Welcome. If you don't mind tinkering a bit with the stove some of the Scandia knock-offs were fairly usable stoves. What is the question?


PS: Please try to use period space. That's the longest run-on sentence I've ever seen.


----------



## leeds (Jan 6, 2012)

how do i get back the missing 4 degs


----------



## begreen (Jan 6, 2012)

How is the wood supply? Is it nice and dry and very well seasoned or just so, so with some poorly seasoned wood? 

I haven't been able to find a picture ID for a Scandia #305. Does it look like the model 300 in this link?

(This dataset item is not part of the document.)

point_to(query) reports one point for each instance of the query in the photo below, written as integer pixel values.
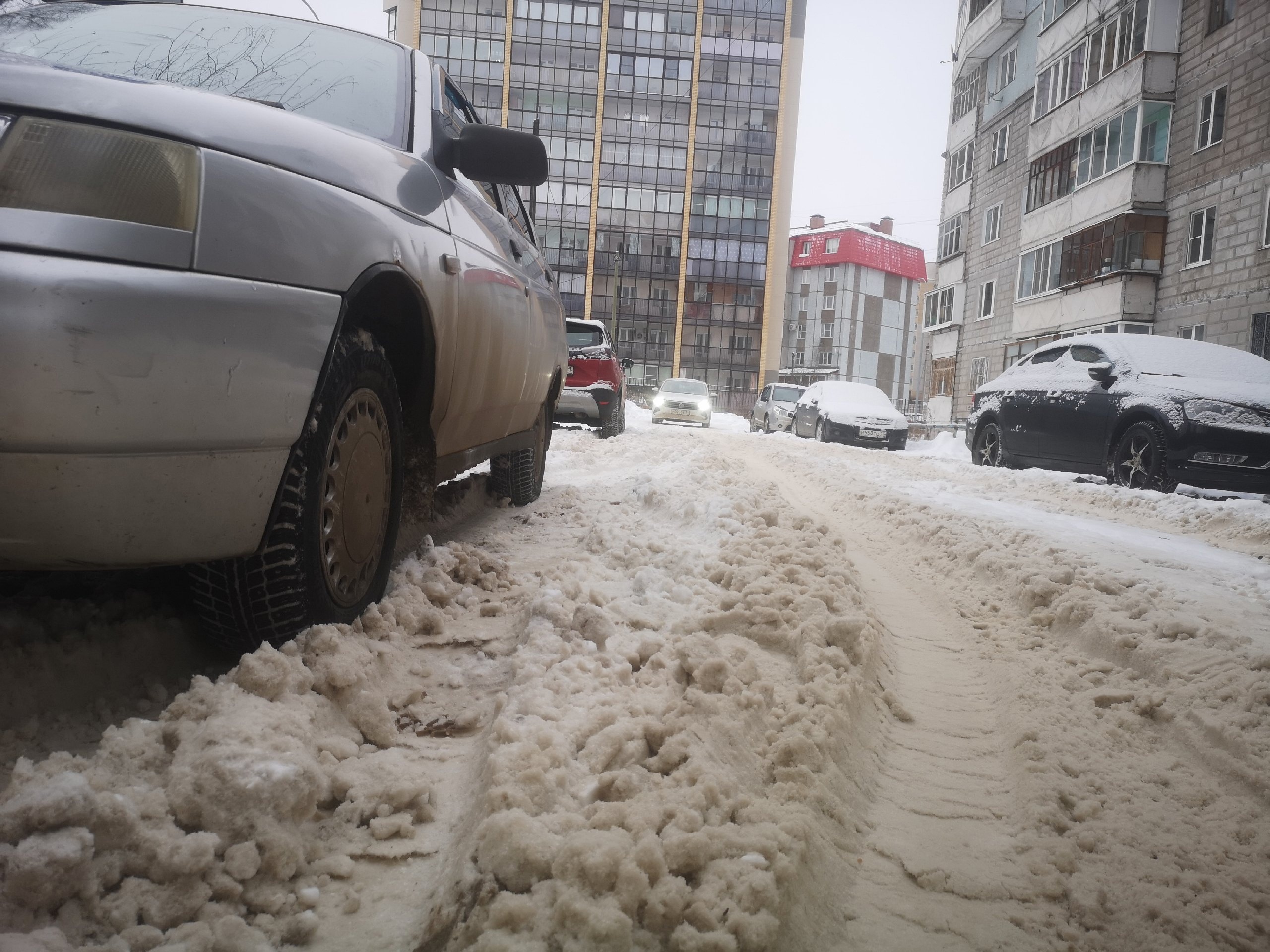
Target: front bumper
(148, 413)
(850, 434)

https://www.hearth.com/econtent/index.php/wiki/Scandia_Stoves/


----------



## webbie (Jan 6, 2012)

This one might be an insert with the front of a fake vigilant of defiant.

Any pics?

Some late Scandias were actually catalytic! 

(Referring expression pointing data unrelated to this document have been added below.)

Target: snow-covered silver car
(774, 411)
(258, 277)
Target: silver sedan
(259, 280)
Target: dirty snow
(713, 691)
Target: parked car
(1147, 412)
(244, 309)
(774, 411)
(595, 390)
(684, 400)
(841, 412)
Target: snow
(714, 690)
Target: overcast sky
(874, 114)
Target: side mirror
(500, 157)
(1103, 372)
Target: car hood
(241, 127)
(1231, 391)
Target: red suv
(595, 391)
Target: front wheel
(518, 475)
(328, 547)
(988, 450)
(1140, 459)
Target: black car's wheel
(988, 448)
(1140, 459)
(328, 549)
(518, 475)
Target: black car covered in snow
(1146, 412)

Do you have this installed as a fireplace insert? If so, what type of installation have you done?
You'll want to check the surface temp on the single wall parts of the stove - say above the door or the top (if single wall) - and let us know what the temps are.


----------



## leeds (Jan 7, 2012)

i'll do the best i can,yes it's an insert,it looks 99% the same as the pic further down the page listed as model #325C,sorry no pics,i am about as handy with a computer as a monkey is with a shotgun,wood is so-so,some seasoned some not,but as i've already got it up to 64 using the same combination of wood,as a newbie,i just don't see a problem[am i wrong],even as i type this the temp has gone up,so,now i am wondering if this has anything to do with the the outside temp,[it's mild right now],and nothing to do with the stove,does the outside temp have a bearing on what the stove can get up to ?,eg if the outside temp is 20 then the oil furnace will have to work harder to bring the temp up to 70,right ?,again thanks for all yor help and imput


----------